James reaches up and lifts Cece down, and I climb out after her. “Charles isn’t doing too good,” he says. “That bum hip of his is giving him trouble. We probably ought to see if we can get a mobile medical unit out here, somehow. Dr. Macy is good, but she’s stretched thin. And with this many people, we’re bound to have some sickness and accidents, even if we aren’t visited by the big C.”
I shoulder the cat carrier, get my laptop bag, and Cece’s personal bag. It means I am kind of overloaded, but James has Cece and the duffel of food supplies.
He and Charles haven’t bothered to unhook the camper from the truck but put out the stabilizers. “I’ll come back and lock the truck,” James says. “I got Larry bunked in with a couple of college guys, so he should be all right.”
“He’s been super helpful, but I’m glad we won’t have to share with him,” I say. “Where are you sleeping tonight?”
“In the truck,” James says. “Where else? I’m not going to take a chance that some dude drives off with my baby sister, my boss and the boss’s kid.”
“James!” I exclaim.
“I’ll be fine,” he says. “The bench folds down into a bed.Dad and I used to take the truck fishing. He’d take the bench, and I got the passenger side seat.”
“Oh.” I seem to be saying that a lot. James is ten years older than me. He and Dad had bonded a lot, while I mostly stayed at home or had been away at camp or school. It gave me some things to think about.
The camper wobbles just a little as we get in, but it is mostly solid on its wheels.
The inside of the camper is shadowy, but I can see Charles sprawled on a wide bed at the rear of it. “Sorry, Kate,” he says as we enter, “You and Cece have the loft. I’m not going to make it up there tonight.”
“Too much stair-master?” I joke, hoping to lighten the mood.
“Yeah,” he says. “My muscles weren’t ready for that downhill hike.”
“I made up the bed already,” James puts in. “I’ll get Cece up there, then you can tuck her in, Kate. Once you are settled, I’ll be in the truck. Text me if whatever.”
“We’d better wake her and let her use the bathroom,” I say. “It’s been a long trip. Besides, I don’t want her to fall down the steps because she doesn’t realize where she is.”
“Good point,” Charles agrees before James can protest.
Cece is delighted with the “little house” but is tired enough that it isn’t hard to get her to tuck into her “eagle’s nest”.

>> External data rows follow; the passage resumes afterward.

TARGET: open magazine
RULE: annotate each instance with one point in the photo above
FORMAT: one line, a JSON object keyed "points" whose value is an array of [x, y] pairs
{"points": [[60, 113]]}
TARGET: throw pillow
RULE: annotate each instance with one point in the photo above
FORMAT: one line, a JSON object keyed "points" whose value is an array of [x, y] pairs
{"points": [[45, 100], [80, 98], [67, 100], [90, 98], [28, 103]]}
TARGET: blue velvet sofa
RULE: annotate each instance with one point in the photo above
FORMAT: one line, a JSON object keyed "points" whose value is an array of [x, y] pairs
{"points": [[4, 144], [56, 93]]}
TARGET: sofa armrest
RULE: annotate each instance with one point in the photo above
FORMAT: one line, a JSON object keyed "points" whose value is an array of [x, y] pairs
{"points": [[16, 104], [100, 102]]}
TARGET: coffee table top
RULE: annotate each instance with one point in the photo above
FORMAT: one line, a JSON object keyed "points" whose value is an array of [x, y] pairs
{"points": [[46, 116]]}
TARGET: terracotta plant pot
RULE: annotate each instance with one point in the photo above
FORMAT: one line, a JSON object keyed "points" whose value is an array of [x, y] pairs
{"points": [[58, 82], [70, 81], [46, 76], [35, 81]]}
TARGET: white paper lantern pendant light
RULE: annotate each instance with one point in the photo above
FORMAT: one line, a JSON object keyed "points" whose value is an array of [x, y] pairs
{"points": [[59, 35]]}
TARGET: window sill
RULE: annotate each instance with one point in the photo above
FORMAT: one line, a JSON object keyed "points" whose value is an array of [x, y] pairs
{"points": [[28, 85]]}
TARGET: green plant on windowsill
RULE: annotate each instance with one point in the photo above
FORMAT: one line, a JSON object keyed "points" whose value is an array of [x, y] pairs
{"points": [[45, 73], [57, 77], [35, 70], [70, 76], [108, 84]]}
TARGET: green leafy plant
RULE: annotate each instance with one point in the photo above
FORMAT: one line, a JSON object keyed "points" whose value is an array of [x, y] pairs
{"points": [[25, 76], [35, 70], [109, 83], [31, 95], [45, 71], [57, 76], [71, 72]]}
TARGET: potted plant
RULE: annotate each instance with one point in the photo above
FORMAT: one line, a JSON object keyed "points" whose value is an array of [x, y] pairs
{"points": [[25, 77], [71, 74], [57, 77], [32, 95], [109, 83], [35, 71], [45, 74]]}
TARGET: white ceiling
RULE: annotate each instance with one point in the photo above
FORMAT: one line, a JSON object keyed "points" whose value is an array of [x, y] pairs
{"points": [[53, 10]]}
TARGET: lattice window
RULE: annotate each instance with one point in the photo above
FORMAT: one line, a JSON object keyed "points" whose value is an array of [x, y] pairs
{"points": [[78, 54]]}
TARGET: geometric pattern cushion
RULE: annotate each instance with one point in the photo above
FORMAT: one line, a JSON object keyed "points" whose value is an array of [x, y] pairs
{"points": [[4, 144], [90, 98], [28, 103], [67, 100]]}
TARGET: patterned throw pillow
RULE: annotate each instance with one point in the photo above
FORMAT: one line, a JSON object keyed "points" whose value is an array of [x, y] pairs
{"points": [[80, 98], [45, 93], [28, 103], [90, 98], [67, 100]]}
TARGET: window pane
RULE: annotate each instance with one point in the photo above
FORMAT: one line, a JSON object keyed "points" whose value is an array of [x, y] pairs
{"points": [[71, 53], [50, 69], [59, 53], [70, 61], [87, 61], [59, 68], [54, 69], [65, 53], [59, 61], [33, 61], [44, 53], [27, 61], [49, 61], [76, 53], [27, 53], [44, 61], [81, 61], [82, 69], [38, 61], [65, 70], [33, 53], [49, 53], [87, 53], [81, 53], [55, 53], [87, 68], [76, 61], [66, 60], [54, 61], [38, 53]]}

I line a box with brown paper off a food package and sprinkled cat litter into it for Mr. Fluffy. I am so glad it is the organic wheat litter. The clay stuff would have been impossibly heavy. I put food on the miniscule counter for Mr. Fluffy and feed Gidget on the floor.
When the dog is finished, I clip her lead on her and take her outside. She’d been amazingly good during the whole trip.